Only $1-\lambda$ was taken common of the two terms, and the rest was kept as it is. I dont see why you would have a $+9\lambda$ with it.

Let $(1-\lambda) = t$ and keep the rest as it is. And take the t out common, what would you get??

i'm falling asleep, so I will have to deal with this 10 hours later.

i'm falling asleep, so I will have to deal with this 10 hours later.
Good idea!! :tongue:

HallsofIvy
Homework Helper

## The Attempt at a Solution

Do you see where it says 3.3(1-lambda)?

Then the next row has -9 in it? It should be -9 + 9lambda, right?
No. They have factored $1- \lambda$ from each term first, leaving $(2- \lambda)(2-\lambda)- 3(3)$.

I'm using the Sars method (I think that's what it's called), where you copy the first two columns then take the product of three different diagonals, then subtract them from 3 other diagonals, sorry for the vague language.
Not a very good method as it is applicable only to 3 by 3 determinants and not to larger determinants. Better to learn "expansion by rows" or "expansion by columns".

Here, it is particularly easy to expand on the last row.

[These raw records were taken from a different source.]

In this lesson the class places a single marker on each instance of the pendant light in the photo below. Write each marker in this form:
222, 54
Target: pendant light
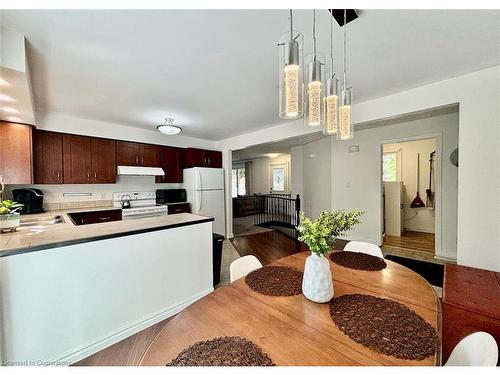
314, 111
345, 131
290, 69
332, 94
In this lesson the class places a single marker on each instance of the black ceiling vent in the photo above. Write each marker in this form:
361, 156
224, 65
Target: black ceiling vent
338, 14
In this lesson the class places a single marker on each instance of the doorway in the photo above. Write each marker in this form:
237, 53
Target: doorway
410, 180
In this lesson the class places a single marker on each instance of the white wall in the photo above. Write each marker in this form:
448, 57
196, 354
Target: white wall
478, 95
316, 184
296, 171
12, 51
418, 219
357, 176
261, 173
75, 125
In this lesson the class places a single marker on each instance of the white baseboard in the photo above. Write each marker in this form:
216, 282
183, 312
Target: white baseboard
416, 229
118, 335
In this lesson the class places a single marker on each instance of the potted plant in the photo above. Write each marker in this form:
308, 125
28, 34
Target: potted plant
319, 235
9, 215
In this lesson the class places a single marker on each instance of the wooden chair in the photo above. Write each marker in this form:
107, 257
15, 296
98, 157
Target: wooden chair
364, 247
243, 266
477, 349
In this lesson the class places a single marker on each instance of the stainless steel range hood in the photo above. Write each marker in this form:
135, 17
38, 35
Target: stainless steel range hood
139, 171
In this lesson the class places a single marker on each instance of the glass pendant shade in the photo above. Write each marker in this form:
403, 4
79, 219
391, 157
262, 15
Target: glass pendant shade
345, 131
331, 106
314, 92
291, 86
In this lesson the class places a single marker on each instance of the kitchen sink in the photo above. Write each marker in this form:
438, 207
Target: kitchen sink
42, 220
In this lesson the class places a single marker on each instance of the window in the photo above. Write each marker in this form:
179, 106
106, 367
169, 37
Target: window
390, 166
278, 179
238, 182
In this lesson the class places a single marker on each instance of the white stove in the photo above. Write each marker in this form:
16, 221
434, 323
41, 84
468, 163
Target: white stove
142, 204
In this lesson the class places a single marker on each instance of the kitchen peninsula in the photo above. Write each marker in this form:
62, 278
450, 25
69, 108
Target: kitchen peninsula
93, 285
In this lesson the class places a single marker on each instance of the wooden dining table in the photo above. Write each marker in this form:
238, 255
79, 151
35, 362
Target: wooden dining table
293, 330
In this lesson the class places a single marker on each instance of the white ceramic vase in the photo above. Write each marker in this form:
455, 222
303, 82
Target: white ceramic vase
317, 284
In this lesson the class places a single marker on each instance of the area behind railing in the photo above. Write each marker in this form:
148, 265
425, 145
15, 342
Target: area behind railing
277, 211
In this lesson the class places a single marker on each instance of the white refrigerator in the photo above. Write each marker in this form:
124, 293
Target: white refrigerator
205, 192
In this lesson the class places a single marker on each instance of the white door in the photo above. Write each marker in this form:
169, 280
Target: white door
209, 179
211, 203
393, 208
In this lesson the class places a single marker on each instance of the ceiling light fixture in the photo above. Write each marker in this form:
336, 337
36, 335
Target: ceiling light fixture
345, 116
10, 110
332, 94
290, 69
169, 128
6, 98
314, 93
273, 155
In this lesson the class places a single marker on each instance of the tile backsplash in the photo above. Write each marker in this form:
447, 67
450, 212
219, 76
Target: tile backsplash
92, 195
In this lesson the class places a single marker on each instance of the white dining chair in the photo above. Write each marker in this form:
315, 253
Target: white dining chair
477, 349
364, 247
243, 266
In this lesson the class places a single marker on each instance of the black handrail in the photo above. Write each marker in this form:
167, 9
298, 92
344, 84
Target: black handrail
277, 211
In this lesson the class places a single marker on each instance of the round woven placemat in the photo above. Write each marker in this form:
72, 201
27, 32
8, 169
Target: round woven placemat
222, 351
275, 281
358, 261
384, 325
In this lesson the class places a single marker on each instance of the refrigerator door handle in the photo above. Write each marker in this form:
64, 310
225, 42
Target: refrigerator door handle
199, 180
199, 198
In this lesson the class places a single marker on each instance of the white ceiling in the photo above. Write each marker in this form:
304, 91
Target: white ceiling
215, 71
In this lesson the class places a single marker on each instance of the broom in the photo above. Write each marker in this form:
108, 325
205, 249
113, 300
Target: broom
417, 202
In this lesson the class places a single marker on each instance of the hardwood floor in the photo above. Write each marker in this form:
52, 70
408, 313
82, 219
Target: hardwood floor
419, 241
270, 246
127, 352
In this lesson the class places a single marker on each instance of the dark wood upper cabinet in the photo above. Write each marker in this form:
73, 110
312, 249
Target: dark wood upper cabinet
149, 155
103, 161
127, 153
16, 153
195, 157
136, 154
47, 157
170, 159
77, 159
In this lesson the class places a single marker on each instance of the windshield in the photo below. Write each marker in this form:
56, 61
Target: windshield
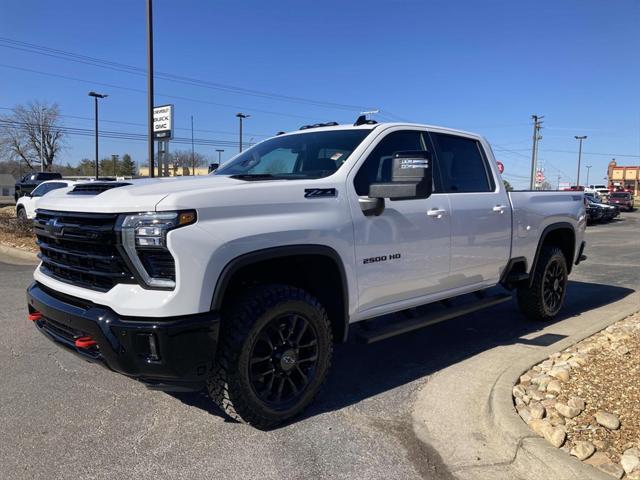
305, 155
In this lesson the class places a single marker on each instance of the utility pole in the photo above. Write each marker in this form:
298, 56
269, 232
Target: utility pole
193, 156
96, 96
588, 167
241, 116
150, 142
42, 139
579, 138
115, 163
537, 125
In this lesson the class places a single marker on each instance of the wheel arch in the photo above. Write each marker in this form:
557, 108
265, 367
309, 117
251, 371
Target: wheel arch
246, 266
561, 234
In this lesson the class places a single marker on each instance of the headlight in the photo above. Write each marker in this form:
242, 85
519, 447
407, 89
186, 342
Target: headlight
144, 241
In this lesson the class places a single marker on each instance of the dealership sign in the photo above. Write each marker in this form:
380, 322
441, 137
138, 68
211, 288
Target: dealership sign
163, 122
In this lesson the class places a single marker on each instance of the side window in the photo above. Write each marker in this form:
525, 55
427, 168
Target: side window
377, 167
462, 164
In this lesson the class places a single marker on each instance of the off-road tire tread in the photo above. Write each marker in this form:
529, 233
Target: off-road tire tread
530, 301
238, 319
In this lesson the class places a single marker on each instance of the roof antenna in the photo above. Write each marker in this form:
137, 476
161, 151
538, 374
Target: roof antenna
362, 119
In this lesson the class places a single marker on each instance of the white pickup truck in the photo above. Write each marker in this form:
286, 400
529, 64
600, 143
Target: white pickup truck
241, 281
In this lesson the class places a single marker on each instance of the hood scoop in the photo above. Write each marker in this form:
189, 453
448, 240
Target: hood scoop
95, 188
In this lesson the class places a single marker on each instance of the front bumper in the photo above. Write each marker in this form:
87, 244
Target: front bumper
179, 361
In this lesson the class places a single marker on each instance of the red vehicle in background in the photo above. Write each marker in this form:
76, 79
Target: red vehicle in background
624, 200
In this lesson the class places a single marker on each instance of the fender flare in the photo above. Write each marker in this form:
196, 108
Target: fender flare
548, 229
246, 259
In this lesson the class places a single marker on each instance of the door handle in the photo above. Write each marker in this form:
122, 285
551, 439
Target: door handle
499, 208
436, 212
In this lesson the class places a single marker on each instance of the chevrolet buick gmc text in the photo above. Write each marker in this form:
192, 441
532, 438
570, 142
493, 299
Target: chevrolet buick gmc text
241, 281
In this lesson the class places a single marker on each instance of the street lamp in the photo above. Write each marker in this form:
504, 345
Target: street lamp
579, 138
96, 96
241, 116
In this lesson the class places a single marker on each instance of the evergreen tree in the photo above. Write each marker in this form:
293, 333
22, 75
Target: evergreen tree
127, 166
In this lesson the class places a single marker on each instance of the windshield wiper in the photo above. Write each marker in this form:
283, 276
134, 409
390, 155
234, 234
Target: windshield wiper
253, 176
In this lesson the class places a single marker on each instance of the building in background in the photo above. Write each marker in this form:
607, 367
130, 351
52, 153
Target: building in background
176, 172
625, 177
7, 185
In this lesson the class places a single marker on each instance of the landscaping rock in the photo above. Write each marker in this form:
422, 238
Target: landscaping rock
555, 436
566, 410
612, 469
560, 373
536, 410
576, 402
554, 386
583, 450
629, 463
607, 420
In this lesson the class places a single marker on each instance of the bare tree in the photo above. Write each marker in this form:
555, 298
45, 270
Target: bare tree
183, 162
31, 132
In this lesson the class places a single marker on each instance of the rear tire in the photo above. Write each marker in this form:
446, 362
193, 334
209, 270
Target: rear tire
544, 298
273, 356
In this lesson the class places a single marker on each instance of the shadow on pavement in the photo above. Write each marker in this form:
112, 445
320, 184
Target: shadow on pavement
361, 371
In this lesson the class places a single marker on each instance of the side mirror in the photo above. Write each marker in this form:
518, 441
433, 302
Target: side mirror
411, 177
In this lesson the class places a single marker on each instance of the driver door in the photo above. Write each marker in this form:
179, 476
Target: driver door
404, 253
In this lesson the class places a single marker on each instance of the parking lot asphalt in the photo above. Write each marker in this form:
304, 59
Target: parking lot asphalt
64, 418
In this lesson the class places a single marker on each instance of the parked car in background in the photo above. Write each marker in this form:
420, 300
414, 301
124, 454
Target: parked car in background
595, 196
624, 200
594, 213
31, 180
26, 205
609, 212
240, 281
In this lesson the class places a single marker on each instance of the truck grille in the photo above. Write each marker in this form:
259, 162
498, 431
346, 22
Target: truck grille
81, 249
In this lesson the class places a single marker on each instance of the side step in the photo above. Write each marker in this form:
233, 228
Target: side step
393, 328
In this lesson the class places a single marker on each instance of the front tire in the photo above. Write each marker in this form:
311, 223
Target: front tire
544, 298
274, 354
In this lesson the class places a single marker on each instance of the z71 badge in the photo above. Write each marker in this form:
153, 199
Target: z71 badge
320, 192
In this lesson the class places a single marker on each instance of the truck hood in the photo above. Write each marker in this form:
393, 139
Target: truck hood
136, 196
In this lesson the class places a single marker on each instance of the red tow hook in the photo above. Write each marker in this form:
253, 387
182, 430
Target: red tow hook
85, 342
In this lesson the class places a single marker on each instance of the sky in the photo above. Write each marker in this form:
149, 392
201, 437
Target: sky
483, 66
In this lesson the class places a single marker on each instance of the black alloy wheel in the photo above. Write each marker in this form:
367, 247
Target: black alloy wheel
553, 286
283, 360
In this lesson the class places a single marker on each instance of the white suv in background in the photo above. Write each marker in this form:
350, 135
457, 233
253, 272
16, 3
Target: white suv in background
26, 205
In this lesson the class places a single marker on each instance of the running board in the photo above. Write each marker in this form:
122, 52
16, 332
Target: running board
391, 329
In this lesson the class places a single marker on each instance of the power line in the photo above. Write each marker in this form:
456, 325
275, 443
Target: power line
138, 90
223, 132
121, 67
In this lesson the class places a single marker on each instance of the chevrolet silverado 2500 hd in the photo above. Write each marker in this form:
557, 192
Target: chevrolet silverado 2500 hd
241, 281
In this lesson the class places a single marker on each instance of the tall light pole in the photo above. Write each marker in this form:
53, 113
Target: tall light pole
579, 138
193, 155
537, 125
150, 87
241, 116
114, 158
588, 167
96, 96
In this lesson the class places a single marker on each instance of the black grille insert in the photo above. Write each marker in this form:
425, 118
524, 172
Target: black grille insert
81, 249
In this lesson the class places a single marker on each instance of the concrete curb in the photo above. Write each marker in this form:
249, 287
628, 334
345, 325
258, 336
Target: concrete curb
502, 415
18, 253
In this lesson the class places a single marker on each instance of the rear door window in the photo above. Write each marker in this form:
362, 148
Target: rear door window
462, 164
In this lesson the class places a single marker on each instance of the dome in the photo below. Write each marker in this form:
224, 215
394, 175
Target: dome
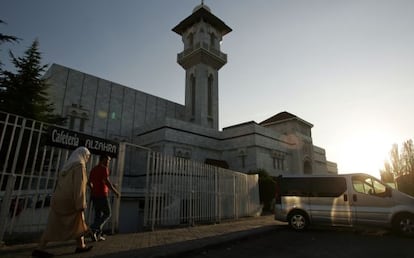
202, 5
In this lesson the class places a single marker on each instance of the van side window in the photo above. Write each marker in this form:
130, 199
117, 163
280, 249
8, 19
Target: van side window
313, 187
368, 185
328, 187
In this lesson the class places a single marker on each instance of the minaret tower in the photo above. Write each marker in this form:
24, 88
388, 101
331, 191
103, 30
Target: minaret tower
201, 34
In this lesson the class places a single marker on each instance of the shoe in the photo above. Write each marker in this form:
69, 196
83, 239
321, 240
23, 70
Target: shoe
41, 254
94, 236
83, 249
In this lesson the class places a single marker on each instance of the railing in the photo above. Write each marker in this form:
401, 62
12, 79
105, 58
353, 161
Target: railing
174, 191
181, 191
28, 173
205, 46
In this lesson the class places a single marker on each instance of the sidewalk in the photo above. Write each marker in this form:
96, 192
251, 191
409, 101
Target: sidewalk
159, 243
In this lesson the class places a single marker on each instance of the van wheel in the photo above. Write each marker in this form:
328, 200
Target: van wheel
298, 220
404, 225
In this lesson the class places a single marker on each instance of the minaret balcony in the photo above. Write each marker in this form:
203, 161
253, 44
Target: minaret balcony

Then the determinant is $$0\left|\begin{array}{cc}3 & 0 \\ 2-\lambda & 0 \end{array}\right|- 0\left|\begin{array}{cc}2-\lambda & 0 \\ 3 & 0 \end{array}\right|+ (1- \lambda)\left|\begin{array}{cc}2-\lambda & 2 \\ 3 & 2- \lambda\end{array}\right|$$
which, since the first two terms are multiplied by 0, immediately gives $((2-\lambda)^2- 9)(1- \lambda)$.

ok, I understand now.